Gravadora: 4AD
Data de Lançamento: 6 de fevereiro de 2012
Avaliação: 8.5/10

As rosas são coisas lindas da natureza, mas já inspiraram algumas das músicas mais tristes que se possa imaginar. Cartola foi fundo ao dizer que elas se desabrocham com a beleza de uma mulher em “As Rosas Não Falam”; Nelson Cavaquinho lembra dos espinhos em “A Flor e o Espinho”; Neutral Milk Hotel nos leva às estranhezas para chegar na melancolia revoltosa de “King of Carrot Flowers”.

Enfim, a intenção não é enumerar músicas com flores. Tudo isso é para justificar a possível decepção (ou surpresa) que você terá no novo disco do Mark Lanegan ao julgar pela capa de Blues Funeral.

O bardo, ex-Screaming Trees que ajudou a criar alguns riffs etéreos para o Queens of the Stone Age, retoma com uma sonoridade lúgubre levada por guitarras.

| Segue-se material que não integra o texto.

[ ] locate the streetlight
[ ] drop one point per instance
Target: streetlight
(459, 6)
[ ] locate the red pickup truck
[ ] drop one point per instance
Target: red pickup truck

Tem muita inspiração de Joy Division e New Order, no sentido de buscar a profundidade das composições que buscam contraponto com os instrumentos. Pegue “Quiver Syndrome” que, apesar dos teclados e sintetizadores, é levada por um riff que poderia sustentar uma canção do Foo Fighters. Um verso que citarei você já entenderá: “A lua não sorri em um sábado de criança”. A música fala de solidão e sobre as coisas que dão erradas na vida, com um contexto que caberia pra qualquer pessoa: perder um emprego, ficar sem grana, pensar em coisas horríveis, possíveis monstros que moram em nossas cabeças.

“The Gravedigger’s Song” traz riffs de Josh Homme que lembram bastante a fase Rated R, do QOTSA. Logo de tacada, Lanegan começa dizendo que ‘com dentes de piranha, estava sonhando contigo’. Com versos em francês, daria para dizer que essa seria uma daquelas trilhas perfeitas para sacanagens masoquistas. Combina com uma vela vermelha.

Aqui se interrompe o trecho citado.